In situ cell death detection
Apoptotic liver cells on embryonic liver sections were determined by using in situ cell death detection fluorescein kit (Roche Applied Science, IN, USA) following manufacturer’s instruction.
G-banding and spectral karyotyping (SKY) analysis
Pregnant mice were exposed to 0.5 Gy IR at embryonic stages 11.5 and 15.5. The embryos surviving this low dose of IR developed normally. The offspring were allowed to grow to adulthood (7 weeks old), and the liver cells were then isolated from the mice and cultured. Chromosome G-banding and SKY analysis was performed by the Van Andel Institute (Grand Rapids, MI, USA) to examine chromosome breakage and rearrangement.

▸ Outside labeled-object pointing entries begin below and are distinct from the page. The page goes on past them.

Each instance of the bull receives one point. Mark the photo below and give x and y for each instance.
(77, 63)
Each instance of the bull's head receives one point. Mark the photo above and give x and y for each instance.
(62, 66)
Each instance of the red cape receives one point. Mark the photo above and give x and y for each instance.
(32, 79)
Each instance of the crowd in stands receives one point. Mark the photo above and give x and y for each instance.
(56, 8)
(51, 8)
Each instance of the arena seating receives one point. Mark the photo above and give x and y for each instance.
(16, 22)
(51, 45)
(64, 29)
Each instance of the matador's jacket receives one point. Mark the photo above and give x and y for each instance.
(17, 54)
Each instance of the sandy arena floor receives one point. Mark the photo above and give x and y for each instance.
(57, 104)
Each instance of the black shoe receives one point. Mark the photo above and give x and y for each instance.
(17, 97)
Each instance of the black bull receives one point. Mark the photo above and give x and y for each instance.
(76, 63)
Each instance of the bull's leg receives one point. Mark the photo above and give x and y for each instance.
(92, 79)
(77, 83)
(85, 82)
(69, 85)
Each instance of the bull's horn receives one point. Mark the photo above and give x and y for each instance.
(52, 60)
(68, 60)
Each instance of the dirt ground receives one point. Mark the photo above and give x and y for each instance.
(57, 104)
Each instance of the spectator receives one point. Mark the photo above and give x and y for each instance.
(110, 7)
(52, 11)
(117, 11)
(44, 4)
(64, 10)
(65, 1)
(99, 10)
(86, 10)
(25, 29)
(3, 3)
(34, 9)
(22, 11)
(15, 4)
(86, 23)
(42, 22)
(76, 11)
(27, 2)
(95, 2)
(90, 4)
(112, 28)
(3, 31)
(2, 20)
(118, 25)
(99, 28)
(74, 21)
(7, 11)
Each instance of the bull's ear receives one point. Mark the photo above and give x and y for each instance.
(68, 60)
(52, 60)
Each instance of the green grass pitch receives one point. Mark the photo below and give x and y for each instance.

Cell cycle shifting at different developmental stages
We dissected and isolated single liver cells from embryonic, postnatal, and adult mice and determined the cell phase by measuring the PI-stained DNA content. From E11.5 to E15.5, over 50% of the liver cells were in the S phase, indicating that liver cells proliferate rapidly at these stages. At E17.5, the cell phase distribution started to shift from the S to G1 cell cycle phase, as demonstrated by a decrease in the S phase and an increase in the G1 phase (Figure 1A, B). Interestingly, at P14, more than 80% of the liver cells were in the G1 phase and, in adults, there was a further reduction in the percentage of cells in the S and G2/M phases (Figure 1A, B). Thus, liver cells seem to enter into a slow proliferation at stage of 2 to 3 weeks earlier than adult age. These data suggested that a reduction in the S phase and an expansion of the G1 phase constituted the main cell cycle shifts during the development of the mouse liver.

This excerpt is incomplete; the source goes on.